====== Lecture 2 ======
{{ :math105-s22:notes:note_jan_20_2022_math105_2.pdf | note}}, [[https://berkeley.zoom.us/rec/share/UqunccB0RH4vHe05wsCk9QBAMg2jJsaCYNkmNGkI9uMyTC2jthz_nTxa8bQ2rmej.eMtr71uH4FJDGzGJ | video]]

Last time we had the definition of outer measure, and we basically followed Tao-II's presentation. This time, we will go through Lemma 7.2.5 (relatively easy) and Lemma 7.2.6 (about outer measure of a box, a bit hard). Pugh gives a different proof for the outer measure of a box being what it supposed to be, namely the naive volume, and he uses Lebesgue number. I am going to follow Tao's approach, although it is longer. 

Then, we plan to talk about the construction of 'non-measurable set', in Tao-II, 7.3. And then, give the definition of measurable set, that follows the Caratheodory condition.
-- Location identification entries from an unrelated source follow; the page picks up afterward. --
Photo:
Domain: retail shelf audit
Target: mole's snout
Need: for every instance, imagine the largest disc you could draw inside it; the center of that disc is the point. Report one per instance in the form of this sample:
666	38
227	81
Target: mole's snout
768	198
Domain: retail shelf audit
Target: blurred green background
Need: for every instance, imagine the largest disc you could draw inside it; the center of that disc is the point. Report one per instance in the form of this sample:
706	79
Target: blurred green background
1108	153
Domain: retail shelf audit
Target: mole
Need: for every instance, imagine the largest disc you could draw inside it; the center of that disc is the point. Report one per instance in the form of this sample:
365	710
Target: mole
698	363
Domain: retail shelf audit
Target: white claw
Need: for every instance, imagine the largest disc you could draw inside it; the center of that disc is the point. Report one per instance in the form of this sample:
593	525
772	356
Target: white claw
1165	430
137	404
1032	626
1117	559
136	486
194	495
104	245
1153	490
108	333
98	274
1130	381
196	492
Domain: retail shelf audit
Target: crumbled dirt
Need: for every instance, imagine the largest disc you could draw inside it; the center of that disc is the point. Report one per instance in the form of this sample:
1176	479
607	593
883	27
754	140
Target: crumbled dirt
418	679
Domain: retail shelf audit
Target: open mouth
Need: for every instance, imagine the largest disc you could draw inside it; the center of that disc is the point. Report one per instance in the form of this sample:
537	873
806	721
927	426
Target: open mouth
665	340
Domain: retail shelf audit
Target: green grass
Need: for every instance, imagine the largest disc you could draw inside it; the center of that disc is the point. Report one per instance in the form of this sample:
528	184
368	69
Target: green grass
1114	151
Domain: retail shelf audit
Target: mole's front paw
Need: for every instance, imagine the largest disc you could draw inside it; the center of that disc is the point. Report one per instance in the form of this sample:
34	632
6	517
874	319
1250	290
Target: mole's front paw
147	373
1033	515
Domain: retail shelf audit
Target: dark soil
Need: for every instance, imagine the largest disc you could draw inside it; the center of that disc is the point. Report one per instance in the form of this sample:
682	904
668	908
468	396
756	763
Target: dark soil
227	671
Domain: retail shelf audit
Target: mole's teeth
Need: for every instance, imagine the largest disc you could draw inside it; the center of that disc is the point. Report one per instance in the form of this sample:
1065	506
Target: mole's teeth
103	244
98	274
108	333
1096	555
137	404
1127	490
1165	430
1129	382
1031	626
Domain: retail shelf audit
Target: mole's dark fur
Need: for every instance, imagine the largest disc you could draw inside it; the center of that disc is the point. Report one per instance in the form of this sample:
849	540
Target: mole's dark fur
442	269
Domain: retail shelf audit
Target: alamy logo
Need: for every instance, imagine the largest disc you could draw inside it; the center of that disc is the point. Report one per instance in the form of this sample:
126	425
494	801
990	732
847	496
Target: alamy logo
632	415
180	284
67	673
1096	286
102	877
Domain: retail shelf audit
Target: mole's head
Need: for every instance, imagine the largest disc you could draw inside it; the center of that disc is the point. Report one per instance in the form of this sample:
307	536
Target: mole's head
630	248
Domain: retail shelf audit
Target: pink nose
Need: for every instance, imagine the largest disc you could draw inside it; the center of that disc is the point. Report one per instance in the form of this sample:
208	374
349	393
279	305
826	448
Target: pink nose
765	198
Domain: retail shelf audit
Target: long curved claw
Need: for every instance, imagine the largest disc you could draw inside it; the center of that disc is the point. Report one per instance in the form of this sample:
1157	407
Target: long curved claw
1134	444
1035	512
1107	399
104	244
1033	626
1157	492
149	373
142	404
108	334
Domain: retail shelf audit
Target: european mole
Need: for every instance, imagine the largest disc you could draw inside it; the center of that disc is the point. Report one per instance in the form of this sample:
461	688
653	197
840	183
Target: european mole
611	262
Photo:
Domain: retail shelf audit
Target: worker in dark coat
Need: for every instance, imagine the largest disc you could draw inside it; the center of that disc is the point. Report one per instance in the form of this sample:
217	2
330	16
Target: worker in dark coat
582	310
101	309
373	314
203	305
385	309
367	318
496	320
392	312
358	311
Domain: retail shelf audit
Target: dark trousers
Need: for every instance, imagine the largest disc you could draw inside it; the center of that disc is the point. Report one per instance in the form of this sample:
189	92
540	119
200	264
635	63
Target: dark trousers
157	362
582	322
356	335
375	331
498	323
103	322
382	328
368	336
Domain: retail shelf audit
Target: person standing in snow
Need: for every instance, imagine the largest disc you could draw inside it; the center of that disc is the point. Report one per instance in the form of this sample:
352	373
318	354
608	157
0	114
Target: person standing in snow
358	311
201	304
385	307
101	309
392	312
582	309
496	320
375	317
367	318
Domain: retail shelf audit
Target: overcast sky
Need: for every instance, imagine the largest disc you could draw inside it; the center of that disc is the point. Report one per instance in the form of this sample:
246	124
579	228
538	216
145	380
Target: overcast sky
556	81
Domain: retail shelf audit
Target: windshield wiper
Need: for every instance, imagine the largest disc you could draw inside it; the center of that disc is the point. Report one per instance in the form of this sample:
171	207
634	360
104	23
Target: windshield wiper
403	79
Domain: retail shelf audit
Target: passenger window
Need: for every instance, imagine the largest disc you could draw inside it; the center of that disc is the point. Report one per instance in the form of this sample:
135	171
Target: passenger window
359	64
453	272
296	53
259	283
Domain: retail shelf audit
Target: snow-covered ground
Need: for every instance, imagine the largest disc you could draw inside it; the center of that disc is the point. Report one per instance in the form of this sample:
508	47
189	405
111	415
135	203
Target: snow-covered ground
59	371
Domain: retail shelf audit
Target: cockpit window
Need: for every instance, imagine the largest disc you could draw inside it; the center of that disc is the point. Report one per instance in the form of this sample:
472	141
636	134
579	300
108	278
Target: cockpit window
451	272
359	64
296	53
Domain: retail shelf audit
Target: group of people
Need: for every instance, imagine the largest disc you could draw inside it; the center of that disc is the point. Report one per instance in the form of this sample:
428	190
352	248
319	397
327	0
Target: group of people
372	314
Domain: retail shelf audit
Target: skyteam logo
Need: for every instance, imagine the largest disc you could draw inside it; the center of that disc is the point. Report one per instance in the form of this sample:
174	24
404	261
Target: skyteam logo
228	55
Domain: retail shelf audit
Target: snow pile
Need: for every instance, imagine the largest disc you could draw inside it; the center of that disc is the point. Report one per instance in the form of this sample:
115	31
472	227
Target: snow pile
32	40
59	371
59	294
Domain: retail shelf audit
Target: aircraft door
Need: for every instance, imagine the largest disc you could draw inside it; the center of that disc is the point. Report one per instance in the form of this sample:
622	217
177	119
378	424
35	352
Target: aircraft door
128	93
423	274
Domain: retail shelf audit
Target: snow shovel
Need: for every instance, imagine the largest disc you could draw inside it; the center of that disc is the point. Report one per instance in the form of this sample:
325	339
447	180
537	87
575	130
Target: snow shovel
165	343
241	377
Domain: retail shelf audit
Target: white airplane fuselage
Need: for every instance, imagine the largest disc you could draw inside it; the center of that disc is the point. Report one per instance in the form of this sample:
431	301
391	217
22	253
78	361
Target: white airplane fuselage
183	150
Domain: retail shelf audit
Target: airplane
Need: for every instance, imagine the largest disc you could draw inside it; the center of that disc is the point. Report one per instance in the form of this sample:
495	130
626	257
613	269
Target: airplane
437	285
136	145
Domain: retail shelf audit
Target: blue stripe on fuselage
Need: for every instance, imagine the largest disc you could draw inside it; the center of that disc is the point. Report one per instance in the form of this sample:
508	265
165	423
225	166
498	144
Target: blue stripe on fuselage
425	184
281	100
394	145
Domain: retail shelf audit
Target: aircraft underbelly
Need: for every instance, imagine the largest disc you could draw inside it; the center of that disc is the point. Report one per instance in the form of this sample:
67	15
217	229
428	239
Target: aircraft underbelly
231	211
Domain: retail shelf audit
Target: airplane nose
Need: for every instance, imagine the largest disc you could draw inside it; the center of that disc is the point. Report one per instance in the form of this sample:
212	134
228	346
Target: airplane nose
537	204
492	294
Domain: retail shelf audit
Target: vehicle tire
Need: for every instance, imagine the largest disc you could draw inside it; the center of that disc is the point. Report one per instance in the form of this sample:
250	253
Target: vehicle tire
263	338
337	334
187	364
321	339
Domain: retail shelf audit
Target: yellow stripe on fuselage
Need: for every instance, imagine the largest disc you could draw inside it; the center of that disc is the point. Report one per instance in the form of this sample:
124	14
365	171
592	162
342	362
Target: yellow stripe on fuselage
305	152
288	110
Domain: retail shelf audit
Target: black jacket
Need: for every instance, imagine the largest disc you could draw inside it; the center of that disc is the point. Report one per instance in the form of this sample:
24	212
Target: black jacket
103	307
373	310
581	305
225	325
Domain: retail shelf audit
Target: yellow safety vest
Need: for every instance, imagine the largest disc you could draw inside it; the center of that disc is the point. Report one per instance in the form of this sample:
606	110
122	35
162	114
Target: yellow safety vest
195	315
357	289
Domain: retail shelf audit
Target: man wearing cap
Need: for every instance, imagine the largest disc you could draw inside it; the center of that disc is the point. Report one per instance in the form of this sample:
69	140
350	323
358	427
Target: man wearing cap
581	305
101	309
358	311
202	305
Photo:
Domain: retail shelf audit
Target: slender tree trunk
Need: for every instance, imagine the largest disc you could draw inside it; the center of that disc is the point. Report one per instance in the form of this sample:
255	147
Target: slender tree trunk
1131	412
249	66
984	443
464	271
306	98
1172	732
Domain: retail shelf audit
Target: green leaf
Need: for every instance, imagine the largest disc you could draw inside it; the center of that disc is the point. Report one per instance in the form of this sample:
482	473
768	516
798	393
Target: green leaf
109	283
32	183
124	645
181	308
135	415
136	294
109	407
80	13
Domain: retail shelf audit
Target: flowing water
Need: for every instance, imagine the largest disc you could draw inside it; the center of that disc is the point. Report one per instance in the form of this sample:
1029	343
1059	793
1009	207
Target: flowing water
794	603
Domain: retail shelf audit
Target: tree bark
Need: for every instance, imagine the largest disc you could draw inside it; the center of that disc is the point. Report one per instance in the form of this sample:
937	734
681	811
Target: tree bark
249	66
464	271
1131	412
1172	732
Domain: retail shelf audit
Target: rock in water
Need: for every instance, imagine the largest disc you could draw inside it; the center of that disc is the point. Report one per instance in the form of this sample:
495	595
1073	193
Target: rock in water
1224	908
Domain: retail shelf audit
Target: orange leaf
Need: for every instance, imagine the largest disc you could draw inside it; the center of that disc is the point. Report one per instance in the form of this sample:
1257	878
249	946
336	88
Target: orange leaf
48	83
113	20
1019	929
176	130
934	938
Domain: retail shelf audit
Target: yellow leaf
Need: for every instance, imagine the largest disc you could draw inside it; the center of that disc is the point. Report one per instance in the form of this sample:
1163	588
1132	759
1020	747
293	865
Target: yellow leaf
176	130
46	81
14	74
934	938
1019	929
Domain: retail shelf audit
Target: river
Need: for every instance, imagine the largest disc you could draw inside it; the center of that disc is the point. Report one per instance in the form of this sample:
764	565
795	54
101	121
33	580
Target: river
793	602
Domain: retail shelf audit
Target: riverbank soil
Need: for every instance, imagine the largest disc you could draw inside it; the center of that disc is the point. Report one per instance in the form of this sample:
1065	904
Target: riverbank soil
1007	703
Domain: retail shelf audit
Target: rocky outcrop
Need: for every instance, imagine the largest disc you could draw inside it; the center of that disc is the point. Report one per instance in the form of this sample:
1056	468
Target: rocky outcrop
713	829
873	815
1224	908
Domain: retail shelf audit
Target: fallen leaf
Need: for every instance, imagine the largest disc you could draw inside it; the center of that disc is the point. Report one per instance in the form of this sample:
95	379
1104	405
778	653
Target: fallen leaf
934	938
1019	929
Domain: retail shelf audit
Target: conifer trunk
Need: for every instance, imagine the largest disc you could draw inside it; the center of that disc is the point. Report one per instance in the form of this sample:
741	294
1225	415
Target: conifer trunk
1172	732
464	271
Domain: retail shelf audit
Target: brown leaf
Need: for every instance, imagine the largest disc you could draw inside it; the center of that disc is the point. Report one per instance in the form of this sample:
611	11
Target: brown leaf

There is an alternative and equivalent definition, see Tao-M (Tao measure theory grad textbook), which says $E \In \R^n$ is measurable, if for any $\epsilon>0$,  there exists an open set $U \supset E$, such that $m^*(U\RM E) < \epsilon$, namely, measurable set are those than can be approximately from the outside by an open set. 

We will use the discussion time, hopefully 30 minutes,  to tackle Lemma 7.4.2, Lemma 7.4.4.